Over the last few decades, some of the most important research in finance has been done not in the domain of economics but in psychology. Behavioral Finance has been getting increased attention lately and for good reason. If an investor is confronted with a challenging decision that requires significant time and cognitive resources, often they are unable to produce a rational strategy for developing an appropriate course of action. Many investors also have a potentially overwhelming amount of information to comprehend. To make complex decisions, people don't typically follow a methodical approach to describing the issue at hand, recording relevant data, and synthesizing this knowledge into rules. It is more common for individuals to take a more subjective approach when deciding on the best course of action for themselves.
The dictionary defines bias as a statistical sampling or testing error caused by systematically favoring some outcomes over others, a preference or inclination that inhibits impartial judgment, an inclination or prejudice in favor of a particular viewpoint, and a personal and sometimes unreasoned judgment. Behavioral biases and systemic errors in judgment are the same thing, with more than 50 biases being applied to individual investor behavior in recent studies by researchers.
Constantly re-evaluating the past rather than accepting the latest information is a form of conservative bias. Unexpectedly bad earnings news could cause an investor to question the accuracy of his or her investment strategy.
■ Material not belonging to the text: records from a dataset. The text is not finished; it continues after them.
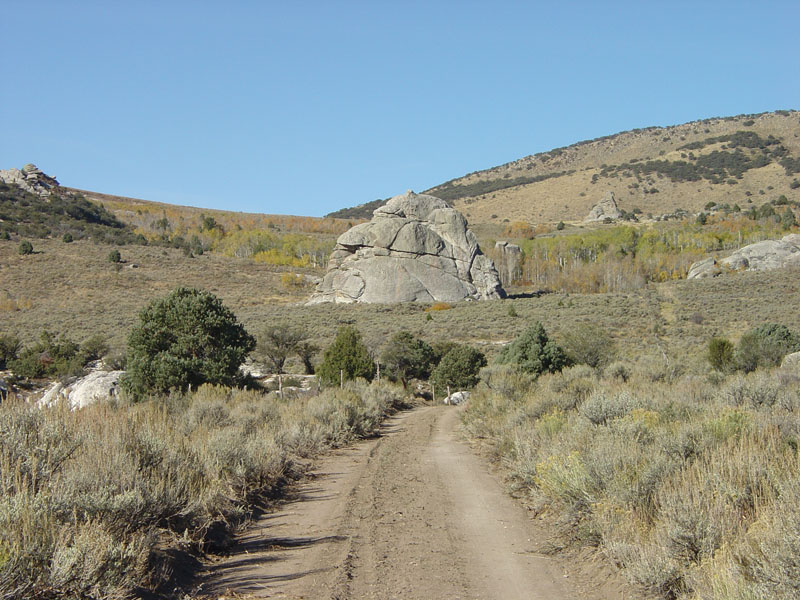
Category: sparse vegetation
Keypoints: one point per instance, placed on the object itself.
(91, 500)
(688, 485)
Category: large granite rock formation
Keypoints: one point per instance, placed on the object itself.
(761, 256)
(415, 249)
(30, 178)
(99, 385)
(605, 209)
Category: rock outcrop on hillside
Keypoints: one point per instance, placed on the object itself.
(509, 261)
(761, 256)
(30, 178)
(605, 209)
(100, 385)
(416, 248)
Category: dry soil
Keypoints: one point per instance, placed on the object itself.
(411, 514)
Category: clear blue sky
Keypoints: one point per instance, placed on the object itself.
(306, 107)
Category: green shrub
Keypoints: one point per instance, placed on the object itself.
(51, 356)
(277, 343)
(589, 344)
(407, 357)
(459, 368)
(346, 357)
(721, 354)
(185, 339)
(765, 346)
(94, 348)
(534, 352)
(619, 370)
(9, 347)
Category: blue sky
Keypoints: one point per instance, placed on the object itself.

Consensual investing can lead to investors failing to act on fresh information because of conservative bias. Investors tend to reject fresh information and stick to long-held assumptions, even when new evidence suggests otherwise.
Confirmation bias is a selective vision that favors ideas that reinforce our beliefs over those that challenge them. After buying a much-wanted item like a TV, it's common for someone to hunt for the identical TV at a store with greater costs to ensure that he or she made a smart purchase decision. This conduct is driven by our attempt to reconcile the post-decisional conflict between our decision and the potential of being mistaken.
Hindsight bias occurs when people believe that something might have been predicted even if it couldn't. The limitless number of possibilities that could have occurred, but did not, makes it harder for people to comprehend what actually happened. It's a common misconception that people are better at predicting the future than they are.
A decision maker's tendency to respond to distinct situations differently depending on the context in which a choice is presented is known as framing bias. How word problems are described, the presentation of data in tables and charts, and the illustration of figures are all examples of how this might occur.
Having a predisposition to remember and emphasize current events and observations over those that occurred in the near or distant past is known as a recency bias. Investors' exploitation of mutual fund and other fund performance records is one of the most prominent and damaging forms of recency bias. Investment decisions should not be based solely on the performance of managers during a short period, such as one, two, or three years.
Our biases can really impact our investment performance negatively, as well as other decisions we make that are totally unrelated to finance. That’s why it is so important to take your time when making big decisions. It’s also a good idea to assume that you will never have all the necessary information to make the right decision. In other words, stay humble.